Use cases for Retrieval Augmented Generation - AWS Prescriptive Guidance

Use cases for Retrieval Augmented Generation

The following are common use cases for using a RAG approach:

  • Search engines – RAG-enabled search engines can provide more accurate and up-to-date featured snippets in their search results.

  • Question-answering systems – RAG can improve the quality of responses in question-answering systems. The retrieval-based model uses similarity search to find relevant passages or documents that contain the answer. Then, it generates a concise and relevant response based on that information.

  • Retail or e-commerce – RAG can enhance the user experience in e-commerce by providing more relevant and personalized product recommendations.
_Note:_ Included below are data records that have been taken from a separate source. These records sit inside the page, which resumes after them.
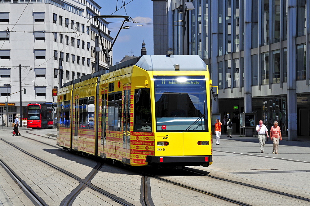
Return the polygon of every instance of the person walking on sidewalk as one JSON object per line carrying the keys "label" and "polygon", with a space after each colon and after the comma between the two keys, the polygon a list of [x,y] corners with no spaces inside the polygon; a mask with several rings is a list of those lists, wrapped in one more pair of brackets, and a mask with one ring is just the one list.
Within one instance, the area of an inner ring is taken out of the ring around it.
{"label": "person walking on sidewalk", "polygon": [[230,119],[227,122],[227,137],[232,138],[232,120]]}
{"label": "person walking on sidewalk", "polygon": [[266,125],[263,124],[263,121],[260,120],[259,124],[256,126],[256,131],[258,133],[258,141],[259,142],[259,146],[260,147],[260,153],[264,153],[264,147],[266,141],[265,134],[267,135],[267,138],[269,138],[268,129],[267,129]]}
{"label": "person walking on sidewalk", "polygon": [[219,145],[219,138],[221,138],[222,133],[221,128],[223,124],[219,121],[219,119],[216,119],[216,123],[215,123],[215,134],[216,136],[216,145]]}
{"label": "person walking on sidewalk", "polygon": [[282,140],[282,135],[281,134],[281,129],[280,127],[278,126],[279,123],[276,121],[273,122],[273,126],[271,127],[270,129],[270,138],[273,143],[273,149],[272,151],[272,154],[278,154],[278,148],[279,147],[279,139]]}
{"label": "person walking on sidewalk", "polygon": [[[17,118],[17,116],[16,115],[14,116],[15,118],[15,121],[14,121],[14,127],[13,128],[13,130],[15,132],[15,134],[13,134],[12,136],[15,135],[16,136],[19,136],[20,135],[20,133],[18,131],[18,127],[19,126],[19,119]],[[17,134],[18,133],[18,134]]]}
{"label": "person walking on sidewalk", "polygon": [[226,115],[224,116],[224,119],[223,119],[222,121],[223,122],[222,126],[222,127],[223,128],[223,131],[225,132],[226,134],[227,133],[227,127],[226,126],[227,124],[227,122],[228,121],[228,120],[227,119],[227,116]]}

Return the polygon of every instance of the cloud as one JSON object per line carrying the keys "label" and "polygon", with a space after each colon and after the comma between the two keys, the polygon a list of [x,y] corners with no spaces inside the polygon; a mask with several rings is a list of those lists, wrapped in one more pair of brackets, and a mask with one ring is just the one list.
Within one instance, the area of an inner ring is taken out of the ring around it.
{"label": "cloud", "polygon": [[133,19],[137,22],[142,23],[151,23],[153,20],[151,18],[148,17],[143,17],[142,16],[137,16],[134,17]]}
{"label": "cloud", "polygon": [[130,36],[125,35],[124,36],[119,36],[116,41],[118,42],[127,42],[130,41]]}

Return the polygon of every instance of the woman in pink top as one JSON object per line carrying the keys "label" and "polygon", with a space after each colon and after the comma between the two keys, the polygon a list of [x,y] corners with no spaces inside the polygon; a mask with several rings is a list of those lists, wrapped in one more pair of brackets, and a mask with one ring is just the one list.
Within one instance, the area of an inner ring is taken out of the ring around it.
{"label": "woman in pink top", "polygon": [[281,129],[280,127],[278,126],[279,123],[276,121],[273,122],[273,126],[271,127],[270,129],[270,138],[273,143],[273,150],[272,153],[278,154],[278,148],[279,147],[279,140],[282,140],[282,135],[281,134]]}

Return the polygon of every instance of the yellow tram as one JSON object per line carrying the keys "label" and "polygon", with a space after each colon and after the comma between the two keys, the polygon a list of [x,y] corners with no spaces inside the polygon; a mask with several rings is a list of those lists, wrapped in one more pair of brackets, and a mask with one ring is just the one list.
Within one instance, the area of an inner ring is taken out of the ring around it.
{"label": "yellow tram", "polygon": [[211,84],[197,55],[144,55],[84,76],[59,90],[57,145],[132,166],[208,166]]}

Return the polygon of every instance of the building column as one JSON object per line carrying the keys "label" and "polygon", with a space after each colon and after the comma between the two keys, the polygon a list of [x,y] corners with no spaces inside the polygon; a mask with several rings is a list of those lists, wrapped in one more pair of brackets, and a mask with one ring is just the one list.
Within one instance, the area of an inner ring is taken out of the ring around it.
{"label": "building column", "polygon": [[289,141],[297,140],[296,39],[297,3],[287,1],[287,126]]}
{"label": "building column", "polygon": [[[212,49],[211,51],[211,64],[212,64],[211,77],[212,84],[214,86],[219,85],[219,68],[217,66],[218,53],[218,24],[219,18],[218,15],[218,1],[214,1],[211,4],[211,15],[212,16],[211,24],[211,34],[212,35]],[[212,112],[219,113],[219,99],[216,102],[212,99]]]}
{"label": "building column", "polygon": [[[246,1],[244,5],[244,112],[252,112],[252,1]],[[253,136],[252,128],[246,129],[245,135]]]}

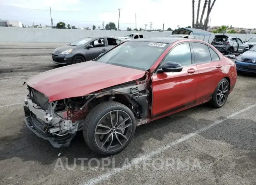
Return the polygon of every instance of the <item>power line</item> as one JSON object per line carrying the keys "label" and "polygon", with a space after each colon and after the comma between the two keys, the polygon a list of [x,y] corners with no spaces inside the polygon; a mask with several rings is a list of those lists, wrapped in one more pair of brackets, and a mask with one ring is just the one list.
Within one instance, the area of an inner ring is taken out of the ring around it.
{"label": "power line", "polygon": [[[47,12],[49,12],[49,10],[45,10],[43,9],[36,9],[34,8],[22,8],[21,7],[18,7],[16,6],[6,6],[4,5],[0,5],[0,6],[4,7],[9,7],[10,8],[20,8],[21,9],[26,9],[28,10],[39,10],[40,11],[46,11]],[[77,12],[79,13],[108,13],[108,12],[116,12],[117,11],[103,11],[103,12],[81,12],[79,11],[65,11],[62,10],[52,10],[52,12]]]}

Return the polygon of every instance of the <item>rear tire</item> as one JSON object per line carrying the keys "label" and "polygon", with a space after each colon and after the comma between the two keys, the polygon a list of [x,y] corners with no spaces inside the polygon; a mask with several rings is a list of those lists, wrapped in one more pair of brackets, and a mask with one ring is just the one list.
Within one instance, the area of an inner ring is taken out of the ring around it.
{"label": "rear tire", "polygon": [[130,143],[135,127],[135,117],[130,109],[116,102],[104,102],[93,109],[86,117],[83,138],[95,153],[114,154]]}
{"label": "rear tire", "polygon": [[72,64],[78,64],[79,63],[82,63],[85,61],[85,58],[82,56],[78,55],[73,58],[72,60]]}
{"label": "rear tire", "polygon": [[230,84],[225,78],[221,80],[217,86],[216,89],[210,102],[211,106],[214,108],[220,108],[225,104],[229,93]]}

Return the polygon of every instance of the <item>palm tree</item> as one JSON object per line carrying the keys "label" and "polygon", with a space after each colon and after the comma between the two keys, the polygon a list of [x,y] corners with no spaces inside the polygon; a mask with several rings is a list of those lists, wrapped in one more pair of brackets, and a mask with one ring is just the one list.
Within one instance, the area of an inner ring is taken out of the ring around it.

By retrieving and incorporating information about user preferences and product details, RAG can generate more accurate and helpful recommendations for customers.
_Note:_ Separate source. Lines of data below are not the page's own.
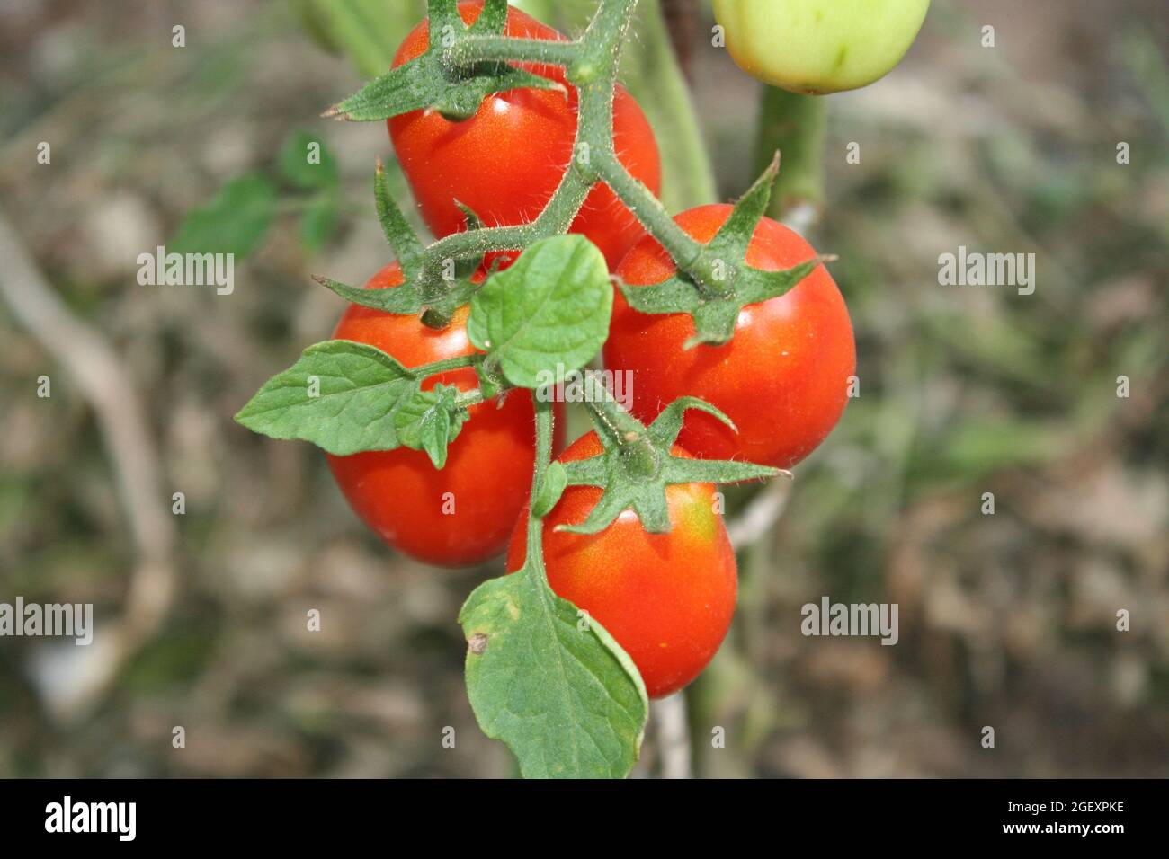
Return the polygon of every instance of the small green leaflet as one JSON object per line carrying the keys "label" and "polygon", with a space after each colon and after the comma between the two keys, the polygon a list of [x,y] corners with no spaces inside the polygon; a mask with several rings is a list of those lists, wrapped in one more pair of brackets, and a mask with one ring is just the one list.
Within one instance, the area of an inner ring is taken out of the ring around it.
{"label": "small green leaflet", "polygon": [[394,413],[399,442],[424,450],[436,469],[447,464],[447,445],[466,421],[466,409],[455,404],[456,394],[458,388],[436,385],[434,390],[415,393]]}
{"label": "small green leaflet", "polygon": [[337,456],[406,445],[426,450],[442,467],[465,413],[455,407],[452,389],[438,387],[421,392],[414,373],[373,346],[326,340],[269,379],[235,420]]}
{"label": "small green leaflet", "polygon": [[613,285],[604,256],[583,236],[544,238],[471,300],[466,332],[521,388],[561,381],[609,335]]}
{"label": "small green leaflet", "polygon": [[275,214],[275,186],[260,173],[242,175],[224,185],[213,200],[188,212],[167,250],[245,257],[260,247]]}
{"label": "small green leaflet", "polygon": [[[537,527],[539,520],[537,520]],[[479,727],[525,778],[624,778],[649,700],[632,660],[527,564],[468,597],[466,691]]]}

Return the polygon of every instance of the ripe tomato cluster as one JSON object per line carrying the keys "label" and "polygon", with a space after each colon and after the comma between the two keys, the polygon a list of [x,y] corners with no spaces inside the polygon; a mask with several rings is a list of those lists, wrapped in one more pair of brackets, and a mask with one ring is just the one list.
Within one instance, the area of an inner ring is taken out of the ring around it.
{"label": "ripe tomato cluster", "polygon": [[[482,0],[458,6],[468,23],[482,8]],[[514,8],[509,8],[506,34],[563,39]],[[427,44],[423,22],[402,43],[395,65],[419,56]],[[527,69],[567,86],[560,69]],[[512,90],[489,96],[473,117],[462,122],[416,111],[389,119],[388,127],[421,214],[437,236],[465,228],[459,205],[487,227],[521,224],[542,210],[573,157],[576,96],[570,86],[567,98],[552,90]],[[653,133],[637,103],[620,86],[614,136],[618,158],[656,194],[660,165]],[[706,243],[731,210],[704,206],[676,221]],[[628,285],[659,283],[676,270],[666,251],[603,183],[589,193],[572,231],[592,240]],[[763,219],[746,263],[777,271],[814,256],[798,235]],[[367,288],[401,283],[395,264],[378,272]],[[464,307],[437,331],[414,317],[353,305],[334,337],[373,345],[416,367],[472,354],[466,318]],[[670,402],[697,396],[738,427],[735,432],[708,414],[691,411],[677,456],[789,467],[839,420],[856,353],[844,300],[823,266],[786,295],[743,307],[726,345],[687,349],[693,333],[690,316],[645,316],[617,292],[604,361],[609,369],[631,373],[632,414],[649,423]],[[429,387],[438,382],[465,390],[476,387],[477,379],[472,369],[462,368],[434,377]],[[589,458],[601,450],[597,437],[589,434],[561,459]],[[532,396],[517,390],[500,403],[471,407],[471,418],[450,444],[442,470],[426,453],[406,448],[330,456],[330,466],[354,511],[396,549],[433,564],[468,566],[500,553],[511,534],[507,569],[516,570],[527,548],[534,456]],[[609,630],[637,665],[651,697],[669,694],[706,666],[734,611],[734,552],[717,512],[714,487],[669,486],[669,533],[646,533],[631,510],[599,534],[555,531],[559,525],[582,522],[600,497],[600,489],[570,486],[544,518],[548,583]]]}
  • Industrial or manufacturing – In manufacturing, RAG helps you quickly access critical information, such as factory plant operations. It can also help with decision-making processes, troubleshooting, and organizational innovation. For manufacturers who operate within stringent regulatory frameworks, RAG can swiftly retrieve updated regulations and compliance standards from internal and external sources, such as from industry standards or regulatory agencies.
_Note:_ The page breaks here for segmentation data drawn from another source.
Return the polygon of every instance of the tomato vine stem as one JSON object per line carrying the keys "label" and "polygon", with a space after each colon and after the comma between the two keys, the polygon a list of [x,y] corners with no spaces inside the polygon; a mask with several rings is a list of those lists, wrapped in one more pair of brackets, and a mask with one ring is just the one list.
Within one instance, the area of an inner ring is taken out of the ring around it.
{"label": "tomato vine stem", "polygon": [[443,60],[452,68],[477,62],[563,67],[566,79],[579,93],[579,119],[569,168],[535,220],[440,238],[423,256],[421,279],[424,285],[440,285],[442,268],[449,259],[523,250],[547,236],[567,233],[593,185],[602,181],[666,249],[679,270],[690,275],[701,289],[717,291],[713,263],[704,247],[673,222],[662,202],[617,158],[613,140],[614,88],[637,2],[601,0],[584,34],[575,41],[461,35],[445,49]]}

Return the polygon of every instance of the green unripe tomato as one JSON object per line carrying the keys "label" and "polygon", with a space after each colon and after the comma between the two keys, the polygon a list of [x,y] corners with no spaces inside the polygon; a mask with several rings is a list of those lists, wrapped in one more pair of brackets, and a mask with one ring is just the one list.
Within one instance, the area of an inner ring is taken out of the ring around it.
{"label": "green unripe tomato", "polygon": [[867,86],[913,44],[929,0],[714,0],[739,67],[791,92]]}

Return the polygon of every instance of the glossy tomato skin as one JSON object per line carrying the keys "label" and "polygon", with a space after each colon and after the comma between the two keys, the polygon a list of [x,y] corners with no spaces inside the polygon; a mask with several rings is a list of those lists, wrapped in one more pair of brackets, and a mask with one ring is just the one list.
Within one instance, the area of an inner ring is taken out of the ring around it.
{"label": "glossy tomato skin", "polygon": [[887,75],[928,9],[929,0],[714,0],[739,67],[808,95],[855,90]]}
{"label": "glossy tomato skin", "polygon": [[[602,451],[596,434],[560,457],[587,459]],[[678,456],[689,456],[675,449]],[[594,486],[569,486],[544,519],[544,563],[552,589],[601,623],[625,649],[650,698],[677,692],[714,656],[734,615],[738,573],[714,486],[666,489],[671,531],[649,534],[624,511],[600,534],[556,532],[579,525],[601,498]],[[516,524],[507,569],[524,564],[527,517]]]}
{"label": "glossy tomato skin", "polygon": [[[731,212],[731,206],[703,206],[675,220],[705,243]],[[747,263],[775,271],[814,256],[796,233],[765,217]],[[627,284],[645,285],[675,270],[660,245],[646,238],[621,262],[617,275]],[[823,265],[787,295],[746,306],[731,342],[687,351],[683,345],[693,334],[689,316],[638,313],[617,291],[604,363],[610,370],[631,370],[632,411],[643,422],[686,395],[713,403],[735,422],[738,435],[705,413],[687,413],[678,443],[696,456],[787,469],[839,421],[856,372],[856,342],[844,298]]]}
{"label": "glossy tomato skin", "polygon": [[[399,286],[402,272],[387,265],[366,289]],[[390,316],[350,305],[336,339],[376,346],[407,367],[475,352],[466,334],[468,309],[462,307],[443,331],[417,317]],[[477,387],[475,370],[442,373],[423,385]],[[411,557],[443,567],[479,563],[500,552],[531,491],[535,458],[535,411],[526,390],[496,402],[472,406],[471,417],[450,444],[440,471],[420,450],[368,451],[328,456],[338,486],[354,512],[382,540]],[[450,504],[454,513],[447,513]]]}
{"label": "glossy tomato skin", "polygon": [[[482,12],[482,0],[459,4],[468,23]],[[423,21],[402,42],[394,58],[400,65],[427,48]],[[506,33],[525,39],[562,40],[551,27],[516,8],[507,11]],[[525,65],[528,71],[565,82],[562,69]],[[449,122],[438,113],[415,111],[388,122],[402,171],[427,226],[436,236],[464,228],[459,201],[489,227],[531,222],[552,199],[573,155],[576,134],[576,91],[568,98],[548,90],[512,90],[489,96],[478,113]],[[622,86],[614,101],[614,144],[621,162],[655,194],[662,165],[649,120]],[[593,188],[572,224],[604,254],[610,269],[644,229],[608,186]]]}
  • Healthcare – RAG has potential in the healthcare industry, where access to accurate and timely information is crucial. By retrieving and incorporating relevant medical knowledge from external sources, RAG can provide more accurate and context-aware responses in healthcare applications. Such applications augment the information accessible by a human clinician, who ultimately makes the call and not the model.

  • Legal – RAG can be applied powerfully in legal scenarios, such as mergers and acquisitions, where complex legal documents provide context for queries. This can help legal professionals rapidly navigate complex regulatory issues.